Let $Z_+$ denote the set of positive integers. Consider the following relations on $Z_+ \times Z_+$:
The dictionary order; that is, $(x_0,y_0) < (x_1,y_1)$ if either $x_0 < x_1$, or $x_0 = x_1$ and $y_0 < y_1$.
$(x_0, y_0) < (x_1,y_1)$ if either $x_0 - y_0 < x_1 - y_1$, or $x_0 - y_0 = x_1 - y_1$ and $y_0 < y_1$.
$(x_0, y_0) < (x_1,y_1)$ if either $x_0 + y_0 < x_1 + y_1$, or $x_0 + y_0 = x_1 + y_1$ and $y_0 < y_1$.
In these order relations, which elements have immediate predecessors?
In which order relations, does the set $Z_+ \times Z_+$ have a smallest element?
How to show that all the above three order types are different?
Let $A$ and $B$ be two non-empty sets with the order relations $<_A$ and $<_B$, respectively.

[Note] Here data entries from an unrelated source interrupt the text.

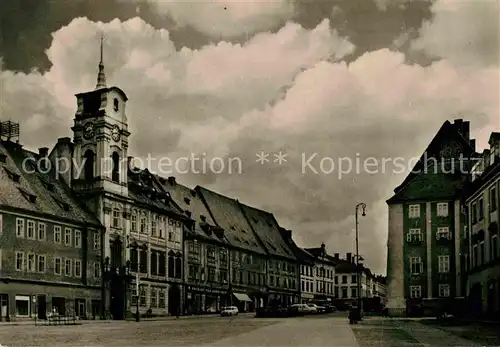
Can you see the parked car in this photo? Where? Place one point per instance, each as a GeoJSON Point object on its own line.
{"type": "Point", "coordinates": [330, 308]}
{"type": "Point", "coordinates": [317, 309]}
{"type": "Point", "coordinates": [229, 311]}
{"type": "Point", "coordinates": [304, 309]}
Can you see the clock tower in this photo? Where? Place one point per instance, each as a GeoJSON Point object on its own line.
{"type": "Point", "coordinates": [100, 136]}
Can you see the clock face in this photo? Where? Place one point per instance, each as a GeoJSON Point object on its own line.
{"type": "Point", "coordinates": [88, 131]}
{"type": "Point", "coordinates": [115, 133]}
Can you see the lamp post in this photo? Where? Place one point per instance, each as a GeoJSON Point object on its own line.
{"type": "Point", "coordinates": [361, 205]}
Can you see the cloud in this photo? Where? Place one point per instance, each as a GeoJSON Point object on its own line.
{"type": "Point", "coordinates": [227, 18]}
{"type": "Point", "coordinates": [464, 32]}
{"type": "Point", "coordinates": [288, 91]}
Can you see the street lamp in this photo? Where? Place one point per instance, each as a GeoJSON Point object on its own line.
{"type": "Point", "coordinates": [361, 205]}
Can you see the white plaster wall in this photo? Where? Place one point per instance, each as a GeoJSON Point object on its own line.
{"type": "Point", "coordinates": [395, 260]}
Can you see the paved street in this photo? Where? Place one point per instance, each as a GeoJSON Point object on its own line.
{"type": "Point", "coordinates": [332, 330]}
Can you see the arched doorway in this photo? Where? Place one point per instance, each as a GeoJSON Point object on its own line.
{"type": "Point", "coordinates": [174, 300]}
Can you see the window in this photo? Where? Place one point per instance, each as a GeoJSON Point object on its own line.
{"type": "Point", "coordinates": [344, 293]}
{"type": "Point", "coordinates": [481, 252]}
{"type": "Point", "coordinates": [97, 240]}
{"type": "Point", "coordinates": [414, 211]}
{"type": "Point", "coordinates": [475, 256]}
{"type": "Point", "coordinates": [19, 261]}
{"type": "Point", "coordinates": [178, 267]}
{"type": "Point", "coordinates": [161, 299]}
{"type": "Point", "coordinates": [480, 205]}
{"type": "Point", "coordinates": [115, 174]}
{"type": "Point", "coordinates": [57, 266]}
{"type": "Point", "coordinates": [78, 268]}
{"type": "Point", "coordinates": [133, 223]}
{"type": "Point", "coordinates": [443, 233]}
{"type": "Point", "coordinates": [41, 263]}
{"type": "Point", "coordinates": [414, 235]}
{"type": "Point", "coordinates": [444, 290]}
{"type": "Point", "coordinates": [142, 295]}
{"type": "Point", "coordinates": [442, 209]}
{"type": "Point", "coordinates": [97, 270]}
{"type": "Point", "coordinates": [31, 230]}
{"type": "Point", "coordinates": [78, 239]}
{"type": "Point", "coordinates": [143, 224]}
{"type": "Point", "coordinates": [494, 247]}
{"type": "Point", "coordinates": [354, 292]}
{"type": "Point", "coordinates": [143, 261]}
{"type": "Point", "coordinates": [30, 266]}
{"type": "Point", "coordinates": [42, 231]}
{"type": "Point", "coordinates": [162, 260]}
{"type": "Point", "coordinates": [57, 234]}
{"type": "Point", "coordinates": [88, 169]}
{"type": "Point", "coordinates": [415, 291]}
{"type": "Point", "coordinates": [444, 263]}
{"type": "Point", "coordinates": [19, 227]}
{"type": "Point", "coordinates": [67, 237]}
{"type": "Point", "coordinates": [493, 199]}
{"type": "Point", "coordinates": [67, 267]}
{"type": "Point", "coordinates": [23, 306]}
{"type": "Point", "coordinates": [153, 227]}
{"type": "Point", "coordinates": [153, 295]}
{"type": "Point", "coordinates": [116, 218]}
{"type": "Point", "coordinates": [416, 265]}
{"type": "Point", "coordinates": [474, 212]}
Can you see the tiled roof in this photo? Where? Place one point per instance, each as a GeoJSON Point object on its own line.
{"type": "Point", "coordinates": [37, 192]}
{"type": "Point", "coordinates": [447, 133]}
{"type": "Point", "coordinates": [144, 189]}
{"type": "Point", "coordinates": [228, 215]}
{"type": "Point", "coordinates": [265, 226]}
{"type": "Point", "coordinates": [317, 253]}
{"type": "Point", "coordinates": [189, 200]}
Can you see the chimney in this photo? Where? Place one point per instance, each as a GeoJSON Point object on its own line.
{"type": "Point", "coordinates": [458, 123]}
{"type": "Point", "coordinates": [472, 143]}
{"type": "Point", "coordinates": [466, 130]}
{"type": "Point", "coordinates": [65, 140]}
{"type": "Point", "coordinates": [43, 154]}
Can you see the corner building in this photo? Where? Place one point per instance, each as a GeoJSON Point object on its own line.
{"type": "Point", "coordinates": [426, 221]}
{"type": "Point", "coordinates": [50, 243]}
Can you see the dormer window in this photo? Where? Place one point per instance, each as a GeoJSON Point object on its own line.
{"type": "Point", "coordinates": [12, 175]}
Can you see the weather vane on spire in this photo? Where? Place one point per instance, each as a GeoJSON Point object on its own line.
{"type": "Point", "coordinates": [101, 77]}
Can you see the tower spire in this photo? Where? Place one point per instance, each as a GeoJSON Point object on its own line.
{"type": "Point", "coordinates": [101, 77]}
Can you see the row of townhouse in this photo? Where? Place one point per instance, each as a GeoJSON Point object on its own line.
{"type": "Point", "coordinates": [327, 278]}
{"type": "Point", "coordinates": [84, 232]}
{"type": "Point", "coordinates": [442, 241]}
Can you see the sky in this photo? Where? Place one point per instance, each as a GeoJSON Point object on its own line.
{"type": "Point", "coordinates": [329, 84]}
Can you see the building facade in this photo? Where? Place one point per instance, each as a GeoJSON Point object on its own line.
{"type": "Point", "coordinates": [142, 265]}
{"type": "Point", "coordinates": [324, 274]}
{"type": "Point", "coordinates": [481, 245]}
{"type": "Point", "coordinates": [206, 253]}
{"type": "Point", "coordinates": [426, 221]}
{"type": "Point", "coordinates": [50, 244]}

Then the sets $A$ and $B$ are said to have the same order types if there exists a bijective function $f \colon A \to B$ such that $a_1 <_A a_2$ implies $f(a_1) <_B f(a_2)$ for any pair of elements $a_1$, $a_2$ in $A$. Otherwise, $A$ and $B$ are said to have different order types.
I think I've arrived at the answers to my own questions.

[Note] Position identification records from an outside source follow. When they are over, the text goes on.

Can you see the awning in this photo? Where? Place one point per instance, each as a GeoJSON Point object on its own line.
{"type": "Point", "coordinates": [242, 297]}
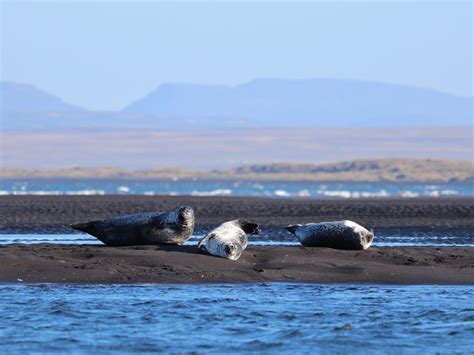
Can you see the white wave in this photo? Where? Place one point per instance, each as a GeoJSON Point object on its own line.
{"type": "Point", "coordinates": [53, 193]}
{"type": "Point", "coordinates": [281, 193]}
{"type": "Point", "coordinates": [217, 192]}
{"type": "Point", "coordinates": [304, 193]}
{"type": "Point", "coordinates": [449, 192]}
{"type": "Point", "coordinates": [353, 194]}
{"type": "Point", "coordinates": [123, 189]}
{"type": "Point", "coordinates": [438, 193]}
{"type": "Point", "coordinates": [85, 192]}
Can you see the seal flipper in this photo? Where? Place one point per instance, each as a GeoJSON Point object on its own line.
{"type": "Point", "coordinates": [202, 243]}
{"type": "Point", "coordinates": [249, 227]}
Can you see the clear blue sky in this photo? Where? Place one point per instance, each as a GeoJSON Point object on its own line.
{"type": "Point", "coordinates": [105, 55]}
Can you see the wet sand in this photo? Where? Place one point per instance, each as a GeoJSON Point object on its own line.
{"type": "Point", "coordinates": [54, 214]}
{"type": "Point", "coordinates": [172, 264]}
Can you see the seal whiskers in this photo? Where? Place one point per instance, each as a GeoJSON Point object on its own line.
{"type": "Point", "coordinates": [228, 240]}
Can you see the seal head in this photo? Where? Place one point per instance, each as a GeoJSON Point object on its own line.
{"type": "Point", "coordinates": [143, 228]}
{"type": "Point", "coordinates": [228, 240]}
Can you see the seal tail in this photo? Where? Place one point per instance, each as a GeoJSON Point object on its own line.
{"type": "Point", "coordinates": [292, 228]}
{"type": "Point", "coordinates": [88, 227]}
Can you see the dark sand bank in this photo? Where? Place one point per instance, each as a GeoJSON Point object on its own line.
{"type": "Point", "coordinates": [54, 214]}
{"type": "Point", "coordinates": [172, 264]}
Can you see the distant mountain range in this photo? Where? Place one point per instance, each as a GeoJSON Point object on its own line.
{"type": "Point", "coordinates": [259, 103]}
{"type": "Point", "coordinates": [369, 170]}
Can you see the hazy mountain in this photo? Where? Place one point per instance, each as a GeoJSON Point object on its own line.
{"type": "Point", "coordinates": [265, 102]}
{"type": "Point", "coordinates": [309, 102]}
{"type": "Point", "coordinates": [395, 170]}
{"type": "Point", "coordinates": [17, 98]}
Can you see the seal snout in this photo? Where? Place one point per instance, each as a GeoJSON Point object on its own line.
{"type": "Point", "coordinates": [232, 251]}
{"type": "Point", "coordinates": [292, 227]}
{"type": "Point", "coordinates": [185, 213]}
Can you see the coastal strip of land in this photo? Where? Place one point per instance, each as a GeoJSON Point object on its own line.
{"type": "Point", "coordinates": [46, 263]}
{"type": "Point", "coordinates": [185, 264]}
{"type": "Point", "coordinates": [55, 214]}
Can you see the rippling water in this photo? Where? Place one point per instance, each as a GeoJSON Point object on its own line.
{"type": "Point", "coordinates": [234, 318]}
{"type": "Point", "coordinates": [278, 189]}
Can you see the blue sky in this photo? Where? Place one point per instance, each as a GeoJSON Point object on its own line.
{"type": "Point", "coordinates": [103, 55]}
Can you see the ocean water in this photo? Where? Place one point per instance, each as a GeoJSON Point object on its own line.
{"type": "Point", "coordinates": [277, 189]}
{"type": "Point", "coordinates": [257, 318]}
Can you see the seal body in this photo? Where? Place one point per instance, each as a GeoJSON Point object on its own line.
{"type": "Point", "coordinates": [228, 240]}
{"type": "Point", "coordinates": [143, 228]}
{"type": "Point", "coordinates": [338, 235]}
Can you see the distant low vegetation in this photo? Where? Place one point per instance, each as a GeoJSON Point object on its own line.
{"type": "Point", "coordinates": [370, 170]}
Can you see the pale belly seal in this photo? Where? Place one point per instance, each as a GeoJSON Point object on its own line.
{"type": "Point", "coordinates": [228, 240]}
{"type": "Point", "coordinates": [338, 235]}
{"type": "Point", "coordinates": [143, 228]}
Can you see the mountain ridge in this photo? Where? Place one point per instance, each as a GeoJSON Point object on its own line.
{"type": "Point", "coordinates": [257, 103]}
{"type": "Point", "coordinates": [359, 170]}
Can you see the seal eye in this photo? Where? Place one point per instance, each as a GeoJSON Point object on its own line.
{"type": "Point", "coordinates": [228, 249]}
{"type": "Point", "coordinates": [184, 213]}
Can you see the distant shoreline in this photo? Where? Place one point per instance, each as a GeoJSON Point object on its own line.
{"type": "Point", "coordinates": [289, 179]}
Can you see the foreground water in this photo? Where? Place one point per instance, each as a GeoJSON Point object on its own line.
{"type": "Point", "coordinates": [276, 189]}
{"type": "Point", "coordinates": [234, 318]}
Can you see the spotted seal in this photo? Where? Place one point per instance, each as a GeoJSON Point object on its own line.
{"type": "Point", "coordinates": [143, 228]}
{"type": "Point", "coordinates": [228, 240]}
{"type": "Point", "coordinates": [338, 235]}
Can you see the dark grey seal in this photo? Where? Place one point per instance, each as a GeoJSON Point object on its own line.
{"type": "Point", "coordinates": [143, 228]}
{"type": "Point", "coordinates": [228, 240]}
{"type": "Point", "coordinates": [338, 235]}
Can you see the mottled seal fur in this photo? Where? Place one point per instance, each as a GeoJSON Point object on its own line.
{"type": "Point", "coordinates": [143, 228]}
{"type": "Point", "coordinates": [338, 235]}
{"type": "Point", "coordinates": [228, 240]}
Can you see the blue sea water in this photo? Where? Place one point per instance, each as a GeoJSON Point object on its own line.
{"type": "Point", "coordinates": [222, 318]}
{"type": "Point", "coordinates": [277, 189]}
{"type": "Point", "coordinates": [459, 239]}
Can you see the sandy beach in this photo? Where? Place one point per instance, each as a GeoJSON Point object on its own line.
{"type": "Point", "coordinates": [54, 214]}
{"type": "Point", "coordinates": [172, 264]}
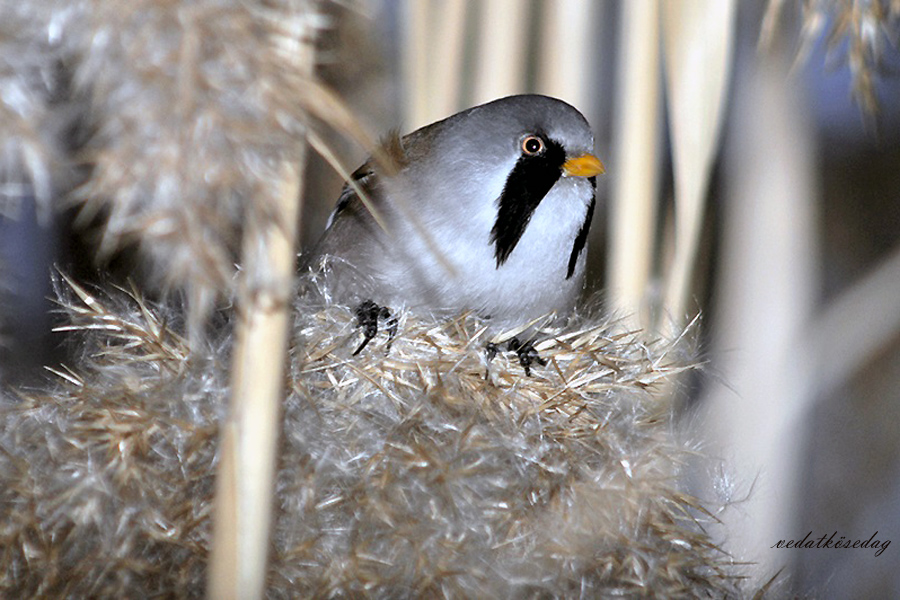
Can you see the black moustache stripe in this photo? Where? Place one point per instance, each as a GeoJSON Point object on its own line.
{"type": "Point", "coordinates": [581, 238]}
{"type": "Point", "coordinates": [526, 186]}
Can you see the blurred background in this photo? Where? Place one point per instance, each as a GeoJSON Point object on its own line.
{"type": "Point", "coordinates": [753, 177]}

In the dictionary order relation, each element of $Z_+ \times Z_+$ has an immediate predecessor, except for elements of the form $(m, 1)$ for any $m \in Z_+$. Thus, the elements $(1,1)$, $(2,1)$, $(3,1)$, $...$ have no immediate predecessors; all other elements have immediate predecessors. The element $(1,1)$ is the smallest element in the dictionary ordering of $Z_+ \times Z_+$.
In the order defined as $(x_0,y_0) < (x_1,y_1)$ if $x_0-y_0 < x_1-y_1$, or $x_0-y_0 = x_1-y_1$ and $y_0 < y_1$, each element $(m,n)$ has as its immediate predecessor the element $(m-1, n-1)$, provided that $m>1$ and $n>1$; the elements of the form $(m,1)$ and $(1,n)$ have no immediate predecessors. For every element $(m,n)$, the element $(m,n+1)$ precedes it in this ordering; so there's no smallest element under this ordering of $Z_+ \times Z_+$.
In the order defined as $(x_0,y_0) < (x_1,y_1)$ if $x_0+y_0 < x_1+y_1$, or $x_0+y_0 = x_1+y_1$ and $y_0 < y_1$, every element $(m,n)$ has an immediate predecessor, namely the element $(m+1,n-1)$, except the element $(1,1)$, which has no immediate predecessor. The element $(1,1)$ is the smallest element.
From the above observations, it is now easy to show these three orderings to be different.